They sure do, but at the consumer level, products that maim or otherwise harm people tend not to last too long on the market.
That's a moot point to this discussion, but I love that reasoning: There's no need for safety regulations since manufacturers will wisely and responsibly take a dangerous product or component off the market after it stops selling well.
LOL! So tell me why again the free market should regulate the software market again? If the product doesn't work, people won't buy it.
Wow, you are dense. I wrote that very answer in my previous post. Since your reading comprehension level is obviously quite low, here it is again. The free market method of regulation doesn't work here because all purveyors in this industry exempt themselves from liability as a condition to use the product. I guess you never actually read a software end-user liceense agreement (EULA). In addition, almost all retailers will not refund an opened software/video game purchase. So, once the publisher has the consumer's money, it doesn't need to worry about his dissatisfaction. By the time its next game comes out, the consumer will have forgotten, or the publisher will have changed names or merged with another one.
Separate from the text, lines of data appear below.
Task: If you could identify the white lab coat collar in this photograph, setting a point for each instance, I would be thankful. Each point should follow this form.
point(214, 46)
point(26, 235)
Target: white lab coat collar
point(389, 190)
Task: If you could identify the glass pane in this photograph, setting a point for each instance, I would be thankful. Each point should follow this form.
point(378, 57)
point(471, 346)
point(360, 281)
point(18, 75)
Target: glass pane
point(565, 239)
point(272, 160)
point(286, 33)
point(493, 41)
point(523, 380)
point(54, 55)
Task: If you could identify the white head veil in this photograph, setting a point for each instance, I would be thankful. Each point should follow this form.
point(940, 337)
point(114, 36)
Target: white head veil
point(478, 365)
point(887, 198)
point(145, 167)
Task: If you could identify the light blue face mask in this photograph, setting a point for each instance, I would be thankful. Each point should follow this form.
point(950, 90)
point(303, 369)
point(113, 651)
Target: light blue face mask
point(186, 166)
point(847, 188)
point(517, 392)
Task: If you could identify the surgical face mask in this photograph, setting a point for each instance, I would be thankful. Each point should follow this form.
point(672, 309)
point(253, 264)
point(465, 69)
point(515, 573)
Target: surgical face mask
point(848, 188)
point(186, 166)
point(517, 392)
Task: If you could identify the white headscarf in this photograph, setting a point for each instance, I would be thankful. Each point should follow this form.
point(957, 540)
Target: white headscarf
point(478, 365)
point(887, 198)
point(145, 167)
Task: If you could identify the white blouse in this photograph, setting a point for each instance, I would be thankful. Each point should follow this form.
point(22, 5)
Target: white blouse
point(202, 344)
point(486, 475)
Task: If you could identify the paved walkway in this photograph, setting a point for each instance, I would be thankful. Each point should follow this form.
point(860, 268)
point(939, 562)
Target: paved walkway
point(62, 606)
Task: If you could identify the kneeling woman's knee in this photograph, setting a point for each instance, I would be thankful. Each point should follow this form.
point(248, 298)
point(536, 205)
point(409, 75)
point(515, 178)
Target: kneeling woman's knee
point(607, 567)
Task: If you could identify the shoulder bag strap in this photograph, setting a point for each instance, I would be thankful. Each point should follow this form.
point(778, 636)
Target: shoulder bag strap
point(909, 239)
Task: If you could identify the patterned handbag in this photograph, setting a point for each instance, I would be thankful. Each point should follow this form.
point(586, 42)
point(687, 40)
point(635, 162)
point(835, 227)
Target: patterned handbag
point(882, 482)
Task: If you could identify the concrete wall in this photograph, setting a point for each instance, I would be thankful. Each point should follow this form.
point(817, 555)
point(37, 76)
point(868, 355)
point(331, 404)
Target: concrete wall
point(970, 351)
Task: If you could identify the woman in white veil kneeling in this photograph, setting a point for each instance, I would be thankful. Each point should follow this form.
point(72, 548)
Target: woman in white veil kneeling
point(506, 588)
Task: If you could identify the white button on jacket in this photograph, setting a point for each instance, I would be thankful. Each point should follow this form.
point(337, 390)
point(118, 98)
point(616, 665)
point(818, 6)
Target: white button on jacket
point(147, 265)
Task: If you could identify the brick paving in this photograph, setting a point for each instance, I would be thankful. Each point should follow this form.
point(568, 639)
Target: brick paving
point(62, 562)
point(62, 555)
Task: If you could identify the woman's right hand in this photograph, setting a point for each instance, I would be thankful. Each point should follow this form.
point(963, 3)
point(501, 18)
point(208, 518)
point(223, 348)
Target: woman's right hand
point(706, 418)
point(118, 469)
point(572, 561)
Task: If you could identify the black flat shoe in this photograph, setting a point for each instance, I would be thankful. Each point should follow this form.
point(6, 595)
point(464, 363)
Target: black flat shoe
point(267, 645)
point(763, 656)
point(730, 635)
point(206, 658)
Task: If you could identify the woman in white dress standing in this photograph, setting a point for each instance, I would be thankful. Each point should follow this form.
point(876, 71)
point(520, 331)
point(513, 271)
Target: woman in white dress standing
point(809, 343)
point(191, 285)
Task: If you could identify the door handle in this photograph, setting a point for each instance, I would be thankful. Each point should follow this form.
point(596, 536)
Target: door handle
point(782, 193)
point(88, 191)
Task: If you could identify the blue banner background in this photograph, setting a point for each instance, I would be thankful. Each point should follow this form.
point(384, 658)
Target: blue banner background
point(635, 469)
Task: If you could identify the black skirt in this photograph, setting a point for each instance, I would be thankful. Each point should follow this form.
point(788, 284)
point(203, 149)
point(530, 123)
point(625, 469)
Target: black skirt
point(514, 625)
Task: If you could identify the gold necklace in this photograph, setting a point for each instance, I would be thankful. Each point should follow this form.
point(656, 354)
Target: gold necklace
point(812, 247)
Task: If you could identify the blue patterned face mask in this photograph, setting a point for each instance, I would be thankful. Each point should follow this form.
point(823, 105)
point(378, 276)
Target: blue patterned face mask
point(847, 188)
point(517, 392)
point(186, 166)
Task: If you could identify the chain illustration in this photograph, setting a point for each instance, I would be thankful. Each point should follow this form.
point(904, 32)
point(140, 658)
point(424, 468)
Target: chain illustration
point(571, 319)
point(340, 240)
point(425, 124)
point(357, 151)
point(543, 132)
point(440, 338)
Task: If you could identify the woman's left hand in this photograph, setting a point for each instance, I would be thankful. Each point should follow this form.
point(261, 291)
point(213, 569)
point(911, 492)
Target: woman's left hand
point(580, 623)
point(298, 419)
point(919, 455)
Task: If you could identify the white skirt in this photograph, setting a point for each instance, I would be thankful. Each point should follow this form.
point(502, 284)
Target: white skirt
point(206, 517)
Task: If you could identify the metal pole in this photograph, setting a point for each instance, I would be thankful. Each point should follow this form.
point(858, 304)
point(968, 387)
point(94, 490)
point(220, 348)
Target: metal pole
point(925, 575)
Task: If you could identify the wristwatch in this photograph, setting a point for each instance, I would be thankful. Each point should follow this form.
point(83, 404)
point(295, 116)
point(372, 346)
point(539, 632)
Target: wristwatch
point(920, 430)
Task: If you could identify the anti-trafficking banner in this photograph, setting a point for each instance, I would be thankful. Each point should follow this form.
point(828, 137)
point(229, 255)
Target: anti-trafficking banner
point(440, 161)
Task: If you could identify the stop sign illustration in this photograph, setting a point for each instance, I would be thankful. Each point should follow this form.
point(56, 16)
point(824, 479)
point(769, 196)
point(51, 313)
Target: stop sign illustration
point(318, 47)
Want a good real world example that free-market regulation doesn't work for this industry? Just look at EA. Many if not most of EA games are significantly broken at release (and still broken years later) and yet EA has yet to go out of business or suffer financially for it. When the consumer can't return the product or successfully sue the manufacturer, there's no financial reason for the company to care about quality.
This comment was edited on Jun 18, 00:27.